What Does a Mucus Plug Look Like?

When you becomepregnant, many changes happen to your body. The mucus plug, known medically as operculum(meaning plug in opening)is built up from mucus secreted by the cervix, working to provide the growing baby extra protection, and prevent bacteria from entering the uterus. You may wonder, what is the mucus plug like?

What Does a Mucus Plug Look Like?

When you enter the latter stages of pregnancy, the mucus plug is dislodged from the cervix. This process is known as bloody show, or just – the show. The substance expelled is jelly-like in texture, which can either be clear in color or pinkish. When the mucus plug is expelled, capillaries may break as a result of the movement, leading to some miniscule blood loss, which stains the mucus causing a bloody color. Therefore, the mucus plug can look blood streaked with brownish old blood.

 The mucus plug may leave one’s body in one single motion or in smaller pieces over the course of several hours. The amount of the jelly-like substance expelled during the show is sometimes so little that some women may miss it completely, especially if it is expelled when using the lavatory. That being said, you may notice it on your underwear, or after wiping. After the bloody show, your labor may begin in days or weeks. 

Learn more about passing mucus plug and how it looks like:

When Would You Lose the Mucus Plug and What Does It Indicate?

Once you know the answer to the question “What does a mucus plug look like?” you should then hope to ascertain what the expulsion of the mucus plug indicates, and when to expect it.
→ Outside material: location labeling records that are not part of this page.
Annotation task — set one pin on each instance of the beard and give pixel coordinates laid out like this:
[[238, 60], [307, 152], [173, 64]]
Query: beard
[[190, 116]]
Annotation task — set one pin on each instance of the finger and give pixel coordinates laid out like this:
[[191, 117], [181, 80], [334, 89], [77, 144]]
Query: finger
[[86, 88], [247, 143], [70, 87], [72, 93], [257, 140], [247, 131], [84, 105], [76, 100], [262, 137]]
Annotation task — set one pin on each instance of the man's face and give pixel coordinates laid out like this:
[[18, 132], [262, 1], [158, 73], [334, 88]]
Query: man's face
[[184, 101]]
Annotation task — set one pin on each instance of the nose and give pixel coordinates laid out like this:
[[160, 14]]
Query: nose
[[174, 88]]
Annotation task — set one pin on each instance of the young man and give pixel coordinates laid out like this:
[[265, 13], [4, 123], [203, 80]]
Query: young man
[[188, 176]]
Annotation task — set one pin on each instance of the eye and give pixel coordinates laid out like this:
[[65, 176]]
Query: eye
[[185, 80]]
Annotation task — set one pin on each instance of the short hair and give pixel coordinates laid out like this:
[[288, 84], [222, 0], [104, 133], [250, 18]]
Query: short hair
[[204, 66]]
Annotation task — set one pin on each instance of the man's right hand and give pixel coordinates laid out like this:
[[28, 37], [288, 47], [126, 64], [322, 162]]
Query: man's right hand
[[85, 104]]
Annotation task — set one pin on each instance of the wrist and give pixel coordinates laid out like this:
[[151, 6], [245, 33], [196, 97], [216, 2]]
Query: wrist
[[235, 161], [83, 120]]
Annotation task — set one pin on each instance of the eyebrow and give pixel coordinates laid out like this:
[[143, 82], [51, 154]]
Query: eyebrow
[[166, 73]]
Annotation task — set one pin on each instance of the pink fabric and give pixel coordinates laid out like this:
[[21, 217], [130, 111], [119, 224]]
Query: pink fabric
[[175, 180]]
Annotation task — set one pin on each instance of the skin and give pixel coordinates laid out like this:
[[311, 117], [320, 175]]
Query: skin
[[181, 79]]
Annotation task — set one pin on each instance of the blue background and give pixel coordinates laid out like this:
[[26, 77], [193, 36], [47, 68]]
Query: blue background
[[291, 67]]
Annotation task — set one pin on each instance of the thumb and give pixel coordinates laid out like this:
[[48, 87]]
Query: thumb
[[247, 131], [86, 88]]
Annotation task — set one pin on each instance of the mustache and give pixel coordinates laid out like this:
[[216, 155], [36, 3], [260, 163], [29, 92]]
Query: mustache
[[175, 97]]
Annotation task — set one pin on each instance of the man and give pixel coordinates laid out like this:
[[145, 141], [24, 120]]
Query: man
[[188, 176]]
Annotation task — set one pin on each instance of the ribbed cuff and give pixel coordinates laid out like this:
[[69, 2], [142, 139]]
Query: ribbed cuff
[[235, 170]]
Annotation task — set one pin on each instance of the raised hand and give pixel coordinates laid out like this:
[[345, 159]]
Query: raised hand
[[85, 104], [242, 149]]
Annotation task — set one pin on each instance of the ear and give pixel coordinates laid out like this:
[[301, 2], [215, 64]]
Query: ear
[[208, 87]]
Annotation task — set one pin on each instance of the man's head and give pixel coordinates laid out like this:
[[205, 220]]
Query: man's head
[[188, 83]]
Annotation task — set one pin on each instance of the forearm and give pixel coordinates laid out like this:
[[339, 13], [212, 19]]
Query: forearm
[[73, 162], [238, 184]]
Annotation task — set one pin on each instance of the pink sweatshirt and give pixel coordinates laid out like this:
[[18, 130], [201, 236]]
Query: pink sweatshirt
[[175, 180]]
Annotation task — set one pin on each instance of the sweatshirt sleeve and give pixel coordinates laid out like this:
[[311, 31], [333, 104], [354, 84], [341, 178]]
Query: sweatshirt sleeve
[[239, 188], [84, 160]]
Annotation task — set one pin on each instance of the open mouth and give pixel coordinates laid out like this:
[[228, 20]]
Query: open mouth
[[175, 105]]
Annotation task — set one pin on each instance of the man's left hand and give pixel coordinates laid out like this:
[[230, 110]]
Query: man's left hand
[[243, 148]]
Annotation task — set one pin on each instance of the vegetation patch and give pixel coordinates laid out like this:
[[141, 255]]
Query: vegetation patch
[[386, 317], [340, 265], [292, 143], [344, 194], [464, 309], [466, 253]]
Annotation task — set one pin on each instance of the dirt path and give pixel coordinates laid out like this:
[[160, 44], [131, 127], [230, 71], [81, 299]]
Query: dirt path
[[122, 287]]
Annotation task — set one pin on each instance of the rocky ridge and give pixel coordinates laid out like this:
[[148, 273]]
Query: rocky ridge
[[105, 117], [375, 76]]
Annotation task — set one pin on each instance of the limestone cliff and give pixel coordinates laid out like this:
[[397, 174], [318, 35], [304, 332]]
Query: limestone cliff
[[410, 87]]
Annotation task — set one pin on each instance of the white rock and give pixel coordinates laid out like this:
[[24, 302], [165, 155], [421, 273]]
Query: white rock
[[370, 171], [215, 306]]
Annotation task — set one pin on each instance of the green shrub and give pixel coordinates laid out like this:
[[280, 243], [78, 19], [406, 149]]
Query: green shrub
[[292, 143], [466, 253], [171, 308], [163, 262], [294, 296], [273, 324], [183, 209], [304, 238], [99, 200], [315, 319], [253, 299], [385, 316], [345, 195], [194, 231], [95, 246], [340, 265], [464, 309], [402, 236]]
Generally, the mucus plug begins to come away in the last couple of weeks of your pregnancy, up until labor. A poll carried out by a pregnancy forum with its members found that around 34% of pregnant women experienced the bloody show two days before going into labor. Just over 17% reported that they never saw it at all, and 30% of women said that they lost their mucus plug during labor.

In most instances, your mucus plug becomes dislodged due to dilation of the cervix, which is often an indicator of the onset of labor. As the cervix begins to open in preparation for giving birth, the mucus plug is no longer held in place, causing dislodgement and eventually vaginal expulsion.

It should be noted that the mucus plug may be dislodged by other instances aside from labor, such as during a vaginal exam. In this instance, it may not be an indication of labor beginning. You may also experience early dilation if you are on a second or subsequent pregnancy, causing the mucus plug to become dislodged, but that does not mean labor is starting. As the cervix progressively opens, labor could be hours, days, or quite possibly weeks away.

Experiences of Other Moms

“After ascertaining an answer to the question “What does a mucus plug look like?” I knew what to expect. I lost my plug around a week before I gave birth to my first child. It was yellow-brownish in color and had a jelly-like consistency, although I believe it can be different for everyone.”

 “It wasn’t until my fourth child that I noticed my mucus plug pass. It happened at around 36 and a half weeks, and have consistently been losing more each day. Mine was blood-stained, and I believe older blood caused the blob to have a brownish color. I am now at 39 weeks and am experiencing contractions on-and-off, but no baby as of yet.”

What to Do After Losing the Mucus Plug

In most instances, passing the mucus plug is no cause for concern. Normal signs of the mucus plug passing include:

  • Dilation of the cervix, causing the mucus plug to pass through the vagina, either instantaneously or over several days.
  • Losing the mucus plug when being full term.
  • Regular contractions following the loss of mucus plugshould be met with advised protocols for labor and delivery.

Once you have ascertained an answer to the question “What does a mucus plug look like?” you should also consider instances where complications may arise. You should visit your doctor as soon as possible if any of the following applies:

  • You have a medical history of preterm labor and believe that you have lost the mucus plug.
  • You notice mucus discharge before reaching the 36th week of pregnancy, especially if it happened before 34 weeks.
  • If you experience sudden bleeding bright red in color.
  • If the amount of discharge is relatively large, over an ounce (around two tablespoons).